The end of the school year can be stressful for teachers. It brings high-stakes testing, budget cuts, possible reductions in staff and contentious School Board elections. Teachers have deadlines to get grades in, inventory all books and clean out their classrooms.

Classroom management gets more difficult. Students are worn out from state tests and school exams. The heat in un-air conditioned schools sometimes makes them tired and lethargic or ornery. More than any other time of year, dress code is a problem. No teacher enjoys having to play fashion police or dress code enforcer, but some standards must be upheld.

The heat can also make for some smelly days in crowded adolescent-filled classrooms. The students, some coming straight from gym class, have not yet learned to use restraint in their use of body sprays. The classroom can be a potent mix of Axe, fruity smells and body odor. The heat and humidity also create another dreaded thing – bad hair days.

I have the kind of hair that was great in the ’80s, but is not so great for the preferred straight hairstyles of the last decade. Junior high students, in particular, sometimes lack tact, so on humid days when my hair resembles a dandelion that has gone to seed, I hear about it. If I’m going to be honest, my hair can look like that in the dry winter air, too.

In fact, one year my students proudly presented me with a Christmas gift that they all chipped in for – a big bottle of anti-frizz serum. It can be a challenge to teach junior high kids. A person has to have a thick skin even during the best of times.

One year, on the day the school was celebrating Halloween, a smiling student stood in front of me. I could tell she wanted me to remark on her costume, but for the life of me I couldn’t tell what it was. She looked cute, though her hair was down and curly; she was wearing a skirt, cardigan, sensible heels and carrying an armful of books. Grinning broadly, she exclaimed, “I’m you!” OK, maybe she teased her hair out a little bit, but really, I’m a character now?
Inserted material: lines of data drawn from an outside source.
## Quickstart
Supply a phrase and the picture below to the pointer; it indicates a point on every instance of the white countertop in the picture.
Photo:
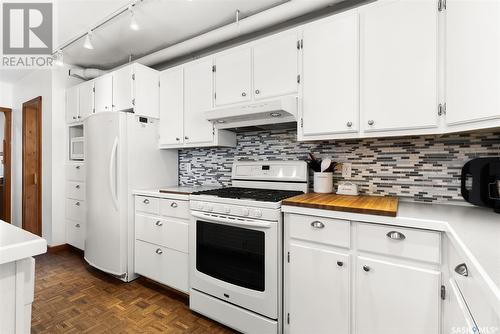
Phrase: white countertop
(474, 231)
(17, 244)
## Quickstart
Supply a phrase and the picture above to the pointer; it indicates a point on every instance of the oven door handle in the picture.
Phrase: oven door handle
(221, 219)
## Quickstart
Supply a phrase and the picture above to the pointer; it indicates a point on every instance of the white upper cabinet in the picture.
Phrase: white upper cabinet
(122, 89)
(86, 93)
(233, 76)
(399, 73)
(103, 95)
(330, 85)
(72, 104)
(472, 64)
(275, 66)
(198, 93)
(171, 106)
(384, 289)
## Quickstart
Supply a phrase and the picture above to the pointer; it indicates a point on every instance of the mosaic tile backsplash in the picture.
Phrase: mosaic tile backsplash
(422, 168)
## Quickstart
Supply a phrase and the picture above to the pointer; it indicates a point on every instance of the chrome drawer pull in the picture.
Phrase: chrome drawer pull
(461, 269)
(317, 224)
(395, 235)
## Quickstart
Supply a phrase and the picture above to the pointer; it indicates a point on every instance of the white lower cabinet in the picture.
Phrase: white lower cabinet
(161, 240)
(396, 298)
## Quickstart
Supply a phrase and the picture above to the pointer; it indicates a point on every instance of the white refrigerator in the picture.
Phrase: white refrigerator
(121, 155)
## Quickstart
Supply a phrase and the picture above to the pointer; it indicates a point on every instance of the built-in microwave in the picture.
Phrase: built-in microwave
(76, 150)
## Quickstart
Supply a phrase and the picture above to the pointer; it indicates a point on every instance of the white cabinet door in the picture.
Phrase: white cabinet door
(472, 61)
(171, 107)
(103, 97)
(86, 92)
(233, 76)
(275, 62)
(122, 89)
(399, 65)
(330, 91)
(72, 104)
(318, 291)
(385, 289)
(197, 100)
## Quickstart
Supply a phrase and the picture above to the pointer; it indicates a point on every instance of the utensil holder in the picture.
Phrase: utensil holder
(323, 183)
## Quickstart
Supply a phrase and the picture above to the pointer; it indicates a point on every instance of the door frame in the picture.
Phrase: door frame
(38, 102)
(7, 159)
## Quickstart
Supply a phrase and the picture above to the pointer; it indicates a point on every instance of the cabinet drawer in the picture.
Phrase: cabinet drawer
(483, 313)
(75, 210)
(174, 208)
(75, 172)
(397, 241)
(147, 204)
(323, 230)
(164, 265)
(75, 190)
(162, 232)
(75, 234)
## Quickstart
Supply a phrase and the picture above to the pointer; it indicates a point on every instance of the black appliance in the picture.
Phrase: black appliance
(480, 182)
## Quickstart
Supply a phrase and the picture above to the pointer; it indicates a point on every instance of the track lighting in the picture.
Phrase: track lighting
(88, 41)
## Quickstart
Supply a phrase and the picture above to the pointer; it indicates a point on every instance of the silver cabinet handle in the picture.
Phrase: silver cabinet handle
(317, 224)
(461, 269)
(395, 235)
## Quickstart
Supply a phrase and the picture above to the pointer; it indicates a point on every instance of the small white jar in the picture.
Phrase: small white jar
(323, 183)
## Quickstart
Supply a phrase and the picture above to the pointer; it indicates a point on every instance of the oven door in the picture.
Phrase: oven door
(236, 260)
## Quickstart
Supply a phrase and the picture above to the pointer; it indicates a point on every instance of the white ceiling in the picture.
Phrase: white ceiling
(162, 22)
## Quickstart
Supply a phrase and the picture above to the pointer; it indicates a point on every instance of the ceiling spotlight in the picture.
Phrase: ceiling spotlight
(133, 22)
(58, 58)
(88, 41)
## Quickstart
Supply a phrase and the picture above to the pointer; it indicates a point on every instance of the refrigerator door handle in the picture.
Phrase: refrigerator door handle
(112, 173)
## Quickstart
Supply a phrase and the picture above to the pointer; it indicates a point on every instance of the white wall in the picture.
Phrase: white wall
(5, 95)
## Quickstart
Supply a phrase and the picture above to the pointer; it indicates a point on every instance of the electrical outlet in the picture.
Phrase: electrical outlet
(346, 170)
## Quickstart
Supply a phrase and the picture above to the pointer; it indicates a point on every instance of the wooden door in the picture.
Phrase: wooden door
(5, 203)
(330, 84)
(197, 100)
(32, 166)
(399, 65)
(275, 62)
(171, 107)
(384, 289)
(233, 75)
(318, 291)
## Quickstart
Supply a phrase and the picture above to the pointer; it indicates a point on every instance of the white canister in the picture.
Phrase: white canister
(323, 183)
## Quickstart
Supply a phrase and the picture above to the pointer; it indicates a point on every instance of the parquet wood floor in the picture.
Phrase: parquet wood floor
(72, 297)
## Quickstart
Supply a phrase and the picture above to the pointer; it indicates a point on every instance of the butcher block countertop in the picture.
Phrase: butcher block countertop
(374, 205)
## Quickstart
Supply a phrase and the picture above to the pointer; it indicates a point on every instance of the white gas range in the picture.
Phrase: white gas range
(236, 245)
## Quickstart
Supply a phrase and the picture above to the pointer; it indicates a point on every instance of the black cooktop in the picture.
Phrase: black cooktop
(265, 195)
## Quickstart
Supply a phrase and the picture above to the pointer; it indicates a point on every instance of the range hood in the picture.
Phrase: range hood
(279, 110)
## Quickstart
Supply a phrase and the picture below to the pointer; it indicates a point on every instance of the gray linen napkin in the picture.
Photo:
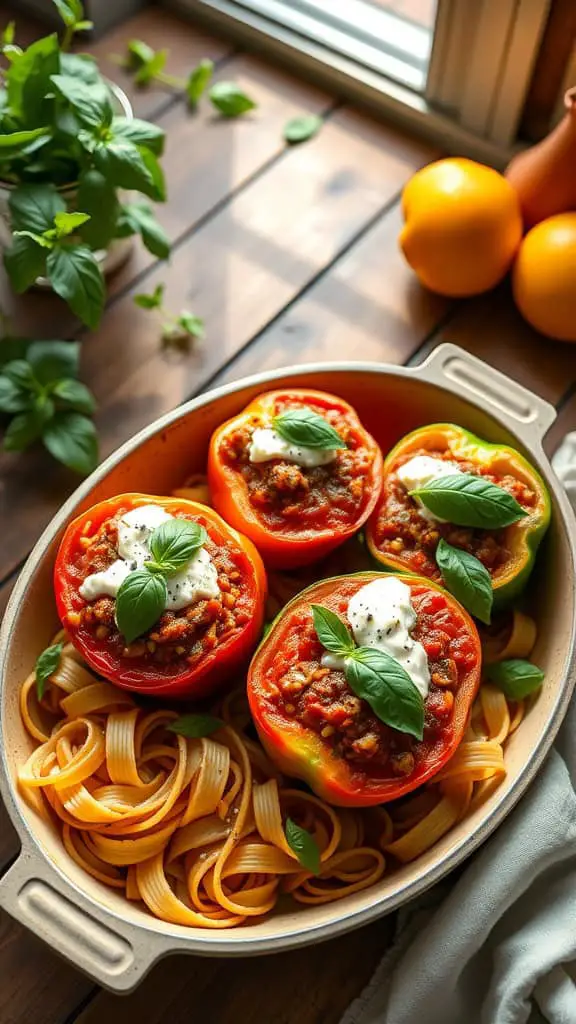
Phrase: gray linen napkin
(497, 946)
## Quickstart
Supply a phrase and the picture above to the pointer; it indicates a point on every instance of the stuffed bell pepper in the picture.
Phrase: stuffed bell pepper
(296, 472)
(159, 594)
(461, 511)
(364, 684)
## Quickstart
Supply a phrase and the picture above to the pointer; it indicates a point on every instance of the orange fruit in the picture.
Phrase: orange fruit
(544, 276)
(462, 228)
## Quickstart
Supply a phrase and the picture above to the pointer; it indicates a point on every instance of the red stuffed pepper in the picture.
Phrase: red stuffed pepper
(305, 700)
(296, 472)
(159, 594)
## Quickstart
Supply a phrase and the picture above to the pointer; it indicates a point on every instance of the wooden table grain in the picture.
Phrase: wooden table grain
(290, 255)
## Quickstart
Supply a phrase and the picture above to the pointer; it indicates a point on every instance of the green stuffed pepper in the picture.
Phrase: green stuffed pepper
(450, 498)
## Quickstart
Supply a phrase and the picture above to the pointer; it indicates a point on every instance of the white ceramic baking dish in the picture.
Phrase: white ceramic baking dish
(116, 941)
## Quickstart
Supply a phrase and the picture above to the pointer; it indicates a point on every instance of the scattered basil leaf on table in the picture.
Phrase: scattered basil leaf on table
(300, 129)
(196, 726)
(139, 602)
(517, 678)
(303, 846)
(466, 579)
(469, 501)
(302, 426)
(46, 666)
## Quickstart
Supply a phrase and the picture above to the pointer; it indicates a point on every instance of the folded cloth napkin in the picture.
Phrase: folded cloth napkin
(497, 946)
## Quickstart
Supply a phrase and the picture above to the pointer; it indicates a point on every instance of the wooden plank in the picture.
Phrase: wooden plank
(238, 271)
(368, 306)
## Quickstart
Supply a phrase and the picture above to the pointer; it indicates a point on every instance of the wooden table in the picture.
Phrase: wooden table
(290, 255)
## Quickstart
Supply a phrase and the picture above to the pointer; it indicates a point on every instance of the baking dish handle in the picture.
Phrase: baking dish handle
(114, 952)
(521, 410)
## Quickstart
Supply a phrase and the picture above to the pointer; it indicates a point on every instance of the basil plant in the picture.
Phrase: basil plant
(67, 156)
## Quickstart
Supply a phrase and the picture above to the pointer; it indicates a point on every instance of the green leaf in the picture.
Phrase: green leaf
(90, 101)
(198, 80)
(75, 394)
(381, 681)
(76, 276)
(517, 679)
(33, 208)
(139, 132)
(51, 360)
(46, 665)
(72, 439)
(300, 129)
(230, 99)
(97, 198)
(469, 501)
(301, 426)
(139, 602)
(303, 846)
(175, 543)
(138, 218)
(152, 301)
(466, 579)
(196, 726)
(67, 223)
(25, 261)
(331, 631)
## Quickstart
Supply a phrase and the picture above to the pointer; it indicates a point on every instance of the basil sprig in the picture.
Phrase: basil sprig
(469, 501)
(466, 579)
(373, 675)
(141, 596)
(303, 846)
(517, 678)
(302, 426)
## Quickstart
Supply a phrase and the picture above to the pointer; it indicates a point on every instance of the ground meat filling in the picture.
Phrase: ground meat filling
(178, 636)
(286, 496)
(322, 700)
(405, 534)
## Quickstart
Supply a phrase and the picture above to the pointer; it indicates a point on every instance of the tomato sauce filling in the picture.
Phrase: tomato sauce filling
(178, 637)
(286, 496)
(403, 532)
(320, 698)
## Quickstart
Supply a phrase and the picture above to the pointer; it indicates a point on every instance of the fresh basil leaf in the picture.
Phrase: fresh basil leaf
(196, 726)
(469, 501)
(33, 208)
(24, 430)
(331, 631)
(52, 359)
(139, 602)
(76, 276)
(90, 101)
(139, 132)
(198, 80)
(72, 439)
(302, 426)
(25, 262)
(96, 197)
(173, 544)
(300, 129)
(230, 99)
(46, 665)
(303, 846)
(75, 395)
(517, 678)
(381, 681)
(137, 218)
(466, 579)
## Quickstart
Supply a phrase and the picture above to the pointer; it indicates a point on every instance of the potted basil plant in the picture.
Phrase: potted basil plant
(70, 152)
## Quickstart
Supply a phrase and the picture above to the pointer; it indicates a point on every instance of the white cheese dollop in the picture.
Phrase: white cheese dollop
(381, 615)
(196, 581)
(417, 472)
(268, 443)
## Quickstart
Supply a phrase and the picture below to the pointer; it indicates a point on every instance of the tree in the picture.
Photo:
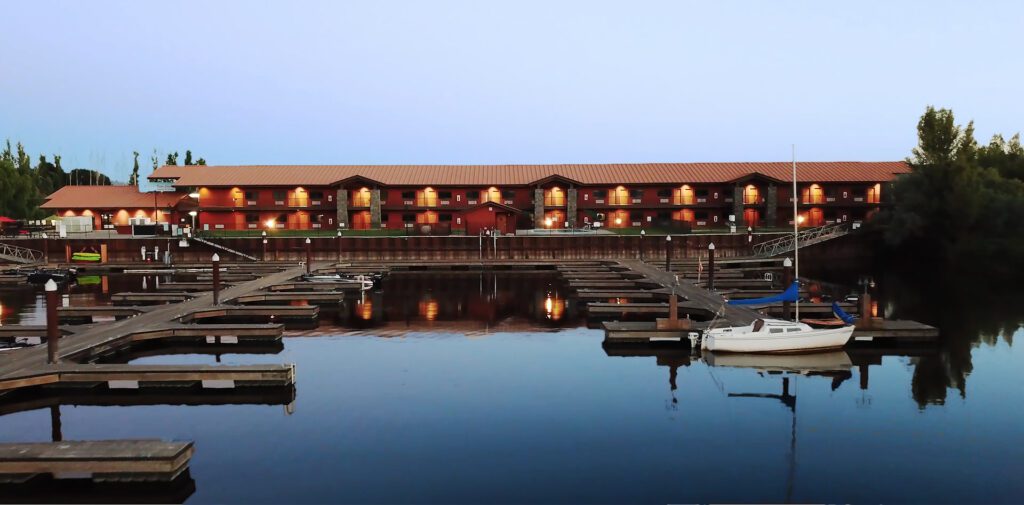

It isn’t the first time I’ve been made a character, however. I have learned the hard way to tell students that they may not write about me in any of their papers. One year a student wrote a “compare and contrast” essay about a drill sergeant and, you guessed it, me. Another time I was a superhero whose eyes had the ability to shoot out blue lasers.

My favorite, however, happened when I assigned a paper close to Halloween. One choice for the writing assignment was to give a witch a makeover. I told them, trying to be sensitive to differing religious beliefs, that they could choose another person instead of a witch. Yes, I was the subject of one makeover. The student got rid of my middle-aged wardrobe and frizzy big hair. It was the first time I had ever been described as middle-aged. Ouch.

Like students, teachers can get irritable at the end of the year. Some students are now making last-ditch efforts to pass the class while their teachers wonder why this effort didn’t happen earlier. Teaching can be stressful, and in this time of budget and staff cuts, tension can run pretty high. We worry about what next year will bring – bigger class sizes for one. During summer, teachers need to recharge. Some of us will be spending another year in the junior high.